System Implementation

[0087] Processes that provide the methods and systems for performing subgraph matching with active learning in accordance with some embodiments can be executed by a computing device or computing system, such as a desktop computer, tablet, mobile device, laptop computer, notebook computer, server system, and/or any other device capable of performing one or more features, functions, methods, and/or steps as described herein. Fig. 8 illustrates a computing device that can be utilized to perform subgraph matching with active learning in accordance with an embodiment of the invention. Computing device 800 includes a processor 810. Processor 810 may direct the matching application 842 to perform subgraph matching with active learning based on graph data 844 and model data 846. In many embodiments, processor 810 can include a processor, a microprocessor, a controller, or a combination of processors, microprocessor, and/or controllers that performs instructions stored in the memory 840 to perform subgraph matching. Processor instructions can configure the processor 810 to perform processes in accordance with certain embodiments of the invention. In various embodiments, processor instructions can be stored on a non-transitory machine readable medium. Computing device 800 further includes a network interface 820 that can receive graph data from external sources. Computing device 800 may further include a memory 840 to store learning models under model data 846. Computing device 800 may further include peripherals 820 to allow for user control and analysis of the matching process.

[0088] Although a specific example of a computing device is illustrated in this figure, any of a variety of transmitting elements can be utilized to perform subgraph matching similar to those described herein as appropriate to the requirements of specific applications in accordance with embodiments of the invention. [0089] Fig. 9 illustrates a network architecture for subgraph matching using active learning in accordance with an embodiment of the invention. Such embodiments may be useful where computing power is not possible at a local level, and a central computing device (e.g., server) performs one or more features, functions, methods, and/or steps described herein. In such embodiments, a computing device 910 (e.g., personal computer) is connected to a network 920 (wired and/or wireless), where it can receive inputs from one or more computing devices, including data from a records database or repository 930 containing graph data to be used in matching, data provided from a personal computing device, and/or any other relevant information from one or more other remote devices 910 and/or 940. Once computing device 910 performs one or more features, functions, methods, and/or steps described herein, any outputs can be transmitted to one or more computing devices 910 for entering into records.
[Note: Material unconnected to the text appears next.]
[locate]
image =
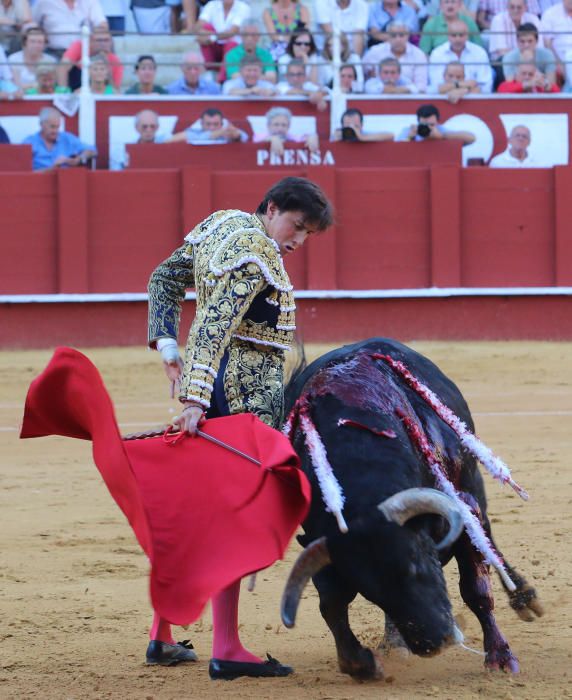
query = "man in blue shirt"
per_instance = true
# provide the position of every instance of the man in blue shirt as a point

[0090] In accordance with still other embodiments, the instructions for the processes can be stored in any of a variety of non-transitory machine readable media appropriate to a specific application.
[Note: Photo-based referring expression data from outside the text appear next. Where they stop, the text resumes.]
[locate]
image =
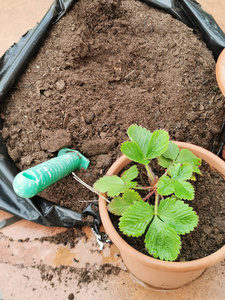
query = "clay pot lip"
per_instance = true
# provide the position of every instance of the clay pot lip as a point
(220, 71)
(194, 265)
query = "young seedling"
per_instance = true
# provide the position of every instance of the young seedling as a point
(169, 216)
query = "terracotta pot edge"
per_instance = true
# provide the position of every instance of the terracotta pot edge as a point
(198, 264)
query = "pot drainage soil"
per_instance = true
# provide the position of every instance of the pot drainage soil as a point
(103, 67)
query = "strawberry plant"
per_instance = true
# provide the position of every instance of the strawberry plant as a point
(168, 216)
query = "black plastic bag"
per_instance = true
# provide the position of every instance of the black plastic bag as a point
(12, 64)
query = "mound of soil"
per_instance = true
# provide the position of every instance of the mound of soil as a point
(104, 66)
[0091] Although specific methods of subgraph matching using active learning are discussed above, many different methods of subgraph matching using active learning can be implemented in accordance with many different embodiments of the invention. It is therefore to be understood that the present invention may be practiced in ways other than specifically described, without departing from the scope and spirit of the present invention. Thus, embodiments of the present invention should be considered in all respects as illustrative and not restrictive. Accordingly, the scope of the invention should be determined not by the embodiments illustrated, but by the appended claims and their equivalents.